The idea to hold the opening ceremony on the Seine came from Tony Estanguet, the former Olympic canoeist in charge of the Paris 2024 organizing committee. He gave his pitch to Macron during a meeting in 2020.

“At the very beginning, it seemed to be a crazy and not very serious idea," Macron said Monday. “But we decided it was the right moment to deliver this crazy idea and make it real."

The Interior Ministry first needed to make sure that the plan for the ceremony could be carried out safely, Le Ray said.

At first, the Paris 2024 organizing committee hoped to welcome as many as 600,000 spectators for the opening ceremony. They cut that number in half, largely for security reasons.

More than 100,000 people are expected to watch from ticketed seats on the lower banks of the Seine, closer to the spectacle. Ticket prices for the most plum riverbank spots near the Eiffel Tower, Place de la Concorde and the Louvre are selling for as much as €2,700, just under $3,000. The city has been sending free tickets to Paris residents for the river’s upper banks.

Luxury conglomerate LVMH, controlled by French billionaire Bernard Arnault—among the world’s wealthiest individuals—is hosting an opening ceremony party at its Cheval Blanc hotel, overlooking the Seine.

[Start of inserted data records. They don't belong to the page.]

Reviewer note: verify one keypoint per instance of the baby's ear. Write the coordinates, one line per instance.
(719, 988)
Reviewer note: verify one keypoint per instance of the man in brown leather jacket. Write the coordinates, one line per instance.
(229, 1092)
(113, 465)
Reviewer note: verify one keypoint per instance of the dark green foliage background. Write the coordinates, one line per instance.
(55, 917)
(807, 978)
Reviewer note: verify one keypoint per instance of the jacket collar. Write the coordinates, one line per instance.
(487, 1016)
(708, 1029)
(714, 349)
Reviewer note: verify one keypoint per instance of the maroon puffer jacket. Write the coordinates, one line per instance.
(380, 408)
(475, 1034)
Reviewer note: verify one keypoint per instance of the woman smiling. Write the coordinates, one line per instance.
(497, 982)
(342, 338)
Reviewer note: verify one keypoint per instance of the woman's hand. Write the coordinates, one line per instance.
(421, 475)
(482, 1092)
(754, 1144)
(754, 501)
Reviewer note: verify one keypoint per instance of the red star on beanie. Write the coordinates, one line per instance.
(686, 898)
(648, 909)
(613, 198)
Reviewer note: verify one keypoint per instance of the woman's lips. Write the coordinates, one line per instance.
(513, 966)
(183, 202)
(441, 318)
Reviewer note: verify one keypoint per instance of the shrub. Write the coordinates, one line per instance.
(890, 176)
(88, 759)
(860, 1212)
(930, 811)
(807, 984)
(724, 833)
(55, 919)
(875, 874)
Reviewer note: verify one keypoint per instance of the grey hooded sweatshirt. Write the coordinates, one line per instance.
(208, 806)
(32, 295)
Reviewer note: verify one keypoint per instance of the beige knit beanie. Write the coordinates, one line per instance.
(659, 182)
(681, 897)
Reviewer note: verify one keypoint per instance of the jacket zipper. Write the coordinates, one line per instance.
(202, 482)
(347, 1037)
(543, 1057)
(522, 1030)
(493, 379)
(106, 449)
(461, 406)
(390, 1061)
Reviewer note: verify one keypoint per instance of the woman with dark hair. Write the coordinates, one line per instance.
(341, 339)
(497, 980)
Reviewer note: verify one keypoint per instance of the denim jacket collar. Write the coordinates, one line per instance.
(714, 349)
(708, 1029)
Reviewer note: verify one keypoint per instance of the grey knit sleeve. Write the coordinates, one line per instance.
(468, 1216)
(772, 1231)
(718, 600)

During the Games, the Seine will host open-water swimming, the triathlon and other events. France spent $1.5 billion to limit sewage runoff, opening the river to swimming for the first time in a century. The government built a massive underground tank to store a mix of sewage and rainwater that for decades flowed into the Seine after a heavy rainfall.

French politicians have taken a dip in the river as a show of confidence, despite test results showing bacteria levels in the famed waters still exceed safety thresholds on some days.

“It’s great," said Paris Mayor Anne Hidalgo after her plunge in front of journalists and onlookers. “Not only can we welcome the games but also swim in the Seine in the years to come."